Longmont Humane Society – 2009 ACI Award of Excellence and 2017 TCA Achievement Award
The design of the curved shells is a successful attempt to aesthetically connect the new addition to the old dome-shaped building, using innovative, modern techniques. The completed building is a striking addition to the City of Longmont and will draw a great deal of attention in it’s location, right next to the Boulder County fairgrounds. This project was funded entirely by private donations to the Humane Society.
Panel Masters was made a part of the construction team early in the design stages of the project, when the architect and the general contractor reached the conclusion that tilt-up might be the best option for achieving the desired look of the roof shells. The design of the shell panels required a lot of extra coordination between foundations, structural steel, storefront glazing, and roofing due to the complexity of the building geometry and the weight of the panels.
The heaviest shell panel is approximately 94,000 lbs and is supported at only two points by a structural steel framing beam and a 35-foot- tall cast-in- place concrete column. In their final positions, the shells are closer to horizontal than vertical. This created the necessity for the rib design on the underside of the panels to counteract the downward loads of the panels. The original idea for the shells was to create a long concrete arc that would span in an unbroken line from the bearing column down to the concrete foundation at ground level. This concept proved too challenging for the lifting engineers at Meadow Burke, so the leg portion of the arc was made a separate panel with a shiplap connection at the second-floor elevation.

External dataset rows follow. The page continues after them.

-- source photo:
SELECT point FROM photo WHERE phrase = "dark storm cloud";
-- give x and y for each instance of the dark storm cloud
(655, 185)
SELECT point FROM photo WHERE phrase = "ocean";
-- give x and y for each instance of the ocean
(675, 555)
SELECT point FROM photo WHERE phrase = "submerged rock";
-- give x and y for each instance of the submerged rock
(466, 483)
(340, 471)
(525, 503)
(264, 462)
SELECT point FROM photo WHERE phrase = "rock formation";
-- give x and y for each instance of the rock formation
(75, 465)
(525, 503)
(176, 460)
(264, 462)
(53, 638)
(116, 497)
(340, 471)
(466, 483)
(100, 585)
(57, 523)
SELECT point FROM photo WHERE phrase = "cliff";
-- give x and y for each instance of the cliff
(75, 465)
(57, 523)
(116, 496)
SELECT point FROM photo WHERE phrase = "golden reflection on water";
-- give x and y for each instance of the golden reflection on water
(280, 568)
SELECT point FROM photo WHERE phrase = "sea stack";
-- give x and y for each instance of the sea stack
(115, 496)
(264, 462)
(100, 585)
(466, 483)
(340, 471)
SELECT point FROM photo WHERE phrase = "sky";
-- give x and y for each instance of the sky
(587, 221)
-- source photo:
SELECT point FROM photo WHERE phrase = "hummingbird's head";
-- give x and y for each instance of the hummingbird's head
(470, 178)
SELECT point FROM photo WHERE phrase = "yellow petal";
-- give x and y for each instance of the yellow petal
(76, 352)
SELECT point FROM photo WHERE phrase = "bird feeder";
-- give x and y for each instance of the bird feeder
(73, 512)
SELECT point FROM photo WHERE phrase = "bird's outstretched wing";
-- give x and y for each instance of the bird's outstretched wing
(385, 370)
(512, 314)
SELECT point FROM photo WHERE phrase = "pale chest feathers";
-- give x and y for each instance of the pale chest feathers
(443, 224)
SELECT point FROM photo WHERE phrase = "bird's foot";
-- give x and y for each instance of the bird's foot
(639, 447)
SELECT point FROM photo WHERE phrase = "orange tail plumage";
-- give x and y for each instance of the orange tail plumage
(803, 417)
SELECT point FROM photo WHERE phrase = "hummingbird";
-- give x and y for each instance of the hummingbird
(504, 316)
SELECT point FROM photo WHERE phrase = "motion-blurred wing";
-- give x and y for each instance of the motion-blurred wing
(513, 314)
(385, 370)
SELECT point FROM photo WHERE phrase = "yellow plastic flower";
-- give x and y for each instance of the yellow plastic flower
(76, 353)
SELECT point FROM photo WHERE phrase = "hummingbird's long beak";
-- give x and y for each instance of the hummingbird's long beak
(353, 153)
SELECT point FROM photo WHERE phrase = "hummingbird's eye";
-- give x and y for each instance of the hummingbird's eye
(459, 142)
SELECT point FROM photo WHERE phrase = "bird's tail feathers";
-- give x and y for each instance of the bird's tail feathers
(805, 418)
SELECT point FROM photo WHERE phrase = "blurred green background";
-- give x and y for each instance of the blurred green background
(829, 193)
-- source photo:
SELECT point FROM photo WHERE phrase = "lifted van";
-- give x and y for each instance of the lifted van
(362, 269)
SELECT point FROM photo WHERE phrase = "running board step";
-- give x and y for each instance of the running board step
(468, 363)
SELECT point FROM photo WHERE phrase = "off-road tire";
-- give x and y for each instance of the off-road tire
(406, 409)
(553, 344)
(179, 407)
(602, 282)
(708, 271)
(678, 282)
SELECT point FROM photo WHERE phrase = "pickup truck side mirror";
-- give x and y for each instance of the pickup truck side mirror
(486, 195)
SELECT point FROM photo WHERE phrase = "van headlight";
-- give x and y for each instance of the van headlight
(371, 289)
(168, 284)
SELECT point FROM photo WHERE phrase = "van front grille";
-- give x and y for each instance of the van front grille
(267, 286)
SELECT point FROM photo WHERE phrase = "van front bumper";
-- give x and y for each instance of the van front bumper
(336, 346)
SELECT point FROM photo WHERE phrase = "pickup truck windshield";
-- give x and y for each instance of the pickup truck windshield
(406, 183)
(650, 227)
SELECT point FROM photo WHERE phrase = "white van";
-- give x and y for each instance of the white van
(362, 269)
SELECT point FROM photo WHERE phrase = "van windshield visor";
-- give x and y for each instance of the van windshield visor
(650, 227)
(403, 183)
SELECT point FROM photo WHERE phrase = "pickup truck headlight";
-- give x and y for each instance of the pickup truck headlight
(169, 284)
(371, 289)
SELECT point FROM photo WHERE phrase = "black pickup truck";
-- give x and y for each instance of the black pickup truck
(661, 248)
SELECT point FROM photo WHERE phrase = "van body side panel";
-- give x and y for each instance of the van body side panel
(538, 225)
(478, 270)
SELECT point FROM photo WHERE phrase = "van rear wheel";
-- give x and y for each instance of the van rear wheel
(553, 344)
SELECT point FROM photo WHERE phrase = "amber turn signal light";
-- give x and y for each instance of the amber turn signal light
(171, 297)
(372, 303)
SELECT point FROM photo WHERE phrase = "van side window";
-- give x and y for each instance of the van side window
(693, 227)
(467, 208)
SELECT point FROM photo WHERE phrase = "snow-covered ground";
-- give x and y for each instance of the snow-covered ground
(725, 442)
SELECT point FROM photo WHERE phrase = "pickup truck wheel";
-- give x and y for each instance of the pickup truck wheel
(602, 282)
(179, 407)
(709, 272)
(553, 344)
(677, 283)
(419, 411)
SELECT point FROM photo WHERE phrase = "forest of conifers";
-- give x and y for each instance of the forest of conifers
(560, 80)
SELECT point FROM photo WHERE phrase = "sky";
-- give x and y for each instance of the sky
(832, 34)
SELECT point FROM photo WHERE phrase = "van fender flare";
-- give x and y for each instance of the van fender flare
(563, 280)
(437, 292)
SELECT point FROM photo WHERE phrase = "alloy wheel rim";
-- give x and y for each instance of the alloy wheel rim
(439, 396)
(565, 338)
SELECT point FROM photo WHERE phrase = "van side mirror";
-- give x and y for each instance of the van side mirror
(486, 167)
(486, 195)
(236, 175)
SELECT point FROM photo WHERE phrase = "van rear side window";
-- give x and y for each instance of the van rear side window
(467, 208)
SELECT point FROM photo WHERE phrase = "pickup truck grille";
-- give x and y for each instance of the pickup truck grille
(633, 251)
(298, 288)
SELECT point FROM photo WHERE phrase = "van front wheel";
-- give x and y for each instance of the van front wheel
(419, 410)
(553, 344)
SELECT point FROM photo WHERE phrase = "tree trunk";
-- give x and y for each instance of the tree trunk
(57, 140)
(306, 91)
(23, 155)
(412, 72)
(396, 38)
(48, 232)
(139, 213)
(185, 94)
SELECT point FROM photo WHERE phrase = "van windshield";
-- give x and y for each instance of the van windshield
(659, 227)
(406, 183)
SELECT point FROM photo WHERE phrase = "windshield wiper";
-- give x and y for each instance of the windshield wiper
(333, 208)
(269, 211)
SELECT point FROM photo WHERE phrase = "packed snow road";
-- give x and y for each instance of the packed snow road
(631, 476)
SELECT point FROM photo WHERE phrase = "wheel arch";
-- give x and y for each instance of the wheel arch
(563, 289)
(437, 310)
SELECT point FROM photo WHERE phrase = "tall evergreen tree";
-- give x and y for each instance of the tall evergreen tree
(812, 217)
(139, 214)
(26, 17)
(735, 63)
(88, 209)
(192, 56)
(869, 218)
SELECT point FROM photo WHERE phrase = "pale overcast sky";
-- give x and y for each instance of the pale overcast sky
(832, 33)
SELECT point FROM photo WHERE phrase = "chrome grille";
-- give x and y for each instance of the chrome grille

The casting bed was built using 2x4 stringers staked into a dome-shaped earthen mound and covered with two layers of form plywood. The formwork consisted of 2x4 frames covered with form plywood. Because the panel edges ran diagonally across the radius, each edge form piece of plywood had to be custom-cut to fit precisely on the radius. No two plywood form pieces were the same. Reinforcing is #9 tie-beam cages in the ribs and two mats of #6 across the skin of the panels. Concrete is a standard 4,000 psi mix used routinely along the Colorado front range. The panels were lifted and set with a 300-ton hydraulic crane.